The example throughout this post is the concept of a Product in a warehouse. If we have a tasks that let’s someone mark a Product as no longer being available for sale or it being available for sale, these tasks can be driven by the state of the Product.

If the given UI task is “Mark as Available” then the Product must be currently unavailable and we have a quantity on hand that’s greater than zero.

History of Clients

Taking a step back a bit, web apps were developed initially with just plain HTML (over 20 years ago for me). In its most basic form, a static HTML page contained a <form> that the browser rendered for the user to fill out and submit. The form’s action would point to a URI usually to a script, often written in Perl, in the cgi-bin folder on the webserver. The script would take the form data (sent via POST from the browser) and insert it into a database, send an email, or whatever the required behavior was.

As web apps progressed, instead of the HTML being in a static file, it was dynamically created by the server. But it was still just plain HTML.

The browser was the client. HTML was the content it’s consuming.

Modern Clients

As web apps progressed with AJAX (XMLHttpRequest) instead of using HTML forms, Javascript was used to send the HTTP request. The browsers turned more into the Host of the application which was written in Javascript.

Now, Javascript is the client. JSON is the content it’s consuming.

Runtime vs Design Time

Single Page Application with a REST API

When the Browser is the client consuming HTML, it understands how to render HTML. HTML has a specification. The browser understands how to handle a <form> tag or a <button>. It was driven by the HTML at runtime.

In modern SPAs consuming JSON, the data itself is unstructured. Each client has to be created uniquely based on the content it receives. This has to be developed at design time when creating the javascript client.

This is a shift from runtime to design time in modern clients.

When developing a SPA, you may leverage something like OpenAPI to generate code to use in the SPA/clients to make the HTTP calls to the server. But you must understand as a developer, at design time (when developing) when to make a call to the server.

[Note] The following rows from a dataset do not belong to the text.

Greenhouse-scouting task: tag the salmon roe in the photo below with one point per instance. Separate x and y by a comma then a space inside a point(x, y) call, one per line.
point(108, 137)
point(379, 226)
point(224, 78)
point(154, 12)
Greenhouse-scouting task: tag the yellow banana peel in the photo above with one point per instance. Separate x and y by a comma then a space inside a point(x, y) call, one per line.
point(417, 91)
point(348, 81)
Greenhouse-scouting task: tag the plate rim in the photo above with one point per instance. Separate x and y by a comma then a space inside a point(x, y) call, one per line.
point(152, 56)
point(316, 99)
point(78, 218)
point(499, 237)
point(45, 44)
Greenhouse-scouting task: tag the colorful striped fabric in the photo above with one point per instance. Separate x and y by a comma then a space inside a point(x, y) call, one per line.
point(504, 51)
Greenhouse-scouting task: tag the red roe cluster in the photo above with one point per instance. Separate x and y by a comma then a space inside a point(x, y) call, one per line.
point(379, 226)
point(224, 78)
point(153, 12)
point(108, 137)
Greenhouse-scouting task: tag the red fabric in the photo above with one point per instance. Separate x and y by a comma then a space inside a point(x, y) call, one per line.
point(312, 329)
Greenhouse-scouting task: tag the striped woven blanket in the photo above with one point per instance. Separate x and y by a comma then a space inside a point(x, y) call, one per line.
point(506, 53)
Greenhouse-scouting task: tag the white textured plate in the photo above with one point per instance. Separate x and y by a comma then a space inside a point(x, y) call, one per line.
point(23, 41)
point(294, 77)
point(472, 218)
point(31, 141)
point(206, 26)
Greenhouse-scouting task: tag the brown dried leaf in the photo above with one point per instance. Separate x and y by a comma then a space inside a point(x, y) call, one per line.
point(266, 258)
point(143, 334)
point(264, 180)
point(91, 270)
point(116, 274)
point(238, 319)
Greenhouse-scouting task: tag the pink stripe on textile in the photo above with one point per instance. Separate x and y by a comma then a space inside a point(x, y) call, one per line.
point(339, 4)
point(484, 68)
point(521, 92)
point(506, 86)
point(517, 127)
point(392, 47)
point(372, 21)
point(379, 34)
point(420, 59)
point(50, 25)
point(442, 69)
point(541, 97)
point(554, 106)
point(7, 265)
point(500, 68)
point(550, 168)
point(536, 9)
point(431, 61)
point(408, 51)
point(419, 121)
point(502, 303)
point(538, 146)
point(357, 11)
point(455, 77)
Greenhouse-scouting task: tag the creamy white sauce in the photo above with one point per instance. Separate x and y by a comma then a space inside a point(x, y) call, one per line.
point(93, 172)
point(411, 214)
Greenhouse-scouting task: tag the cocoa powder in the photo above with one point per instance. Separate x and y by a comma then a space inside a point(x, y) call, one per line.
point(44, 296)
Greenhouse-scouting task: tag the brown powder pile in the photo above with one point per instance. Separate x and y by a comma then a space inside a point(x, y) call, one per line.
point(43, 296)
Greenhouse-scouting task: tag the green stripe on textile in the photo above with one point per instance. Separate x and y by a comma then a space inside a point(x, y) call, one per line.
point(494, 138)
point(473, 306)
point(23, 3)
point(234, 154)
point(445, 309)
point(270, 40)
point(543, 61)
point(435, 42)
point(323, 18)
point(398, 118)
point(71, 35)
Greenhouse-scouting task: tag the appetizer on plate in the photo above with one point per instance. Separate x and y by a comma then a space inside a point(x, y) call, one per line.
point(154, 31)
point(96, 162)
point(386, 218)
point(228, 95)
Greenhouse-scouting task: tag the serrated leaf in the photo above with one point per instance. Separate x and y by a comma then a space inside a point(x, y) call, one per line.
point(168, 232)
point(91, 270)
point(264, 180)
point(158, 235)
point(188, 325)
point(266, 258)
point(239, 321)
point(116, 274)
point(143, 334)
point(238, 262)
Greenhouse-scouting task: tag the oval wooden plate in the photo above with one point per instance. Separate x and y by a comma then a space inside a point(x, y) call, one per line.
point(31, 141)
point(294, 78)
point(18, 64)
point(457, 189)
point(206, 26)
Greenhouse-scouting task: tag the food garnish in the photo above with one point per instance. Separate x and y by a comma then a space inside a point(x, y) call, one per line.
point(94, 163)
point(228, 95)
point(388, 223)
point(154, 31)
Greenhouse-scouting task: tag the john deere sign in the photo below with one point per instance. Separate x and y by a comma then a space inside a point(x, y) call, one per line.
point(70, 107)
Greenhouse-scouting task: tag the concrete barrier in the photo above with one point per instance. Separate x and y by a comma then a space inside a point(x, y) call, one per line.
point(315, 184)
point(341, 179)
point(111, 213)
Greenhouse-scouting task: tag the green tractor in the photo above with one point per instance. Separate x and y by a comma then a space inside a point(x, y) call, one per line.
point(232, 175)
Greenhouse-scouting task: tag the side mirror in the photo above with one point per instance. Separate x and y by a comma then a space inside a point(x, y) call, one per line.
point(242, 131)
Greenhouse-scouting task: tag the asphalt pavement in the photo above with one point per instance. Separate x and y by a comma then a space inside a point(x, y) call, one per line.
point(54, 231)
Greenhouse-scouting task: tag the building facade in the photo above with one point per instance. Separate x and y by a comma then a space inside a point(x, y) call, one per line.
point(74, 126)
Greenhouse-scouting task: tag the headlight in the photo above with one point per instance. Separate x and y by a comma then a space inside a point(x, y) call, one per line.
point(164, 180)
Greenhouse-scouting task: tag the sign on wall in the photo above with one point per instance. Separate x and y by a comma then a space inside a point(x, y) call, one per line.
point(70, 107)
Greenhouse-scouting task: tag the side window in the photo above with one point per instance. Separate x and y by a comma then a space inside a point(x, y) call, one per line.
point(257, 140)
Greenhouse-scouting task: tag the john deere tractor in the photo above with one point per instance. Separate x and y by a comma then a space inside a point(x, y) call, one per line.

To use my earlier example of making a product available for sale, if you were developing a server-side rendered HTML web app, you wouldn’t return the form apart of the HTML if the product couldn’t be made available. You would do this because on the server you have the state of the product (fetched from the database). If you’re creating a SPA, you’re likely putting that same logic in your client so you can conditionally show UI elements. It wouldn’t be a great experience for the user to be able to perform an action, then see an error message because the server/api threw a 400 because the product is not in a state to allow it to be available.


Hypermedia is what is used in HTML to tell the Browser what it can do. As I mentioned earlier, a <form> is a hypermedia control.

When a user clicks the submit button, the browser is going to send a POST request to /mvc/save?Sku=123

The HTML is telling the Client (Browser) that his action is available.

Another hypermedia control is the <a> tag that is when clicked by the user in the browser, will then making an HTTP call to /mvc/images?Sku=abc123 and then render the returned HTML.

The HTML is telling the Client (Browser) where else it can navigate to.

The server is serving HTML that is providing the client with this information at runtime.


The vast majority of modern HTTP APIs serving JSON, do not provide any information in the content (JSON) about what actions or other resources the consuming client (SPA) can take. Meaning, we provide no information at runtime. All of that has to be figured out at design time.

In the example of a product, your typical response might look like this:

But how does your SPA know if it can mark the product as available for sale? Again, this is based on the state of the product, which your server knows since its returning you the state.

We can take the same concepts as forms and links and apply them to our modern HTTP APIs.

Now we’ve provided information at runtime to the client. If our client is developed at design time to know these links/actions may or may not exist, it can develop the appropriate UI to either show or hide certain functionality.

Now instead of being 100% design time, we’ve shifted more towards runtime.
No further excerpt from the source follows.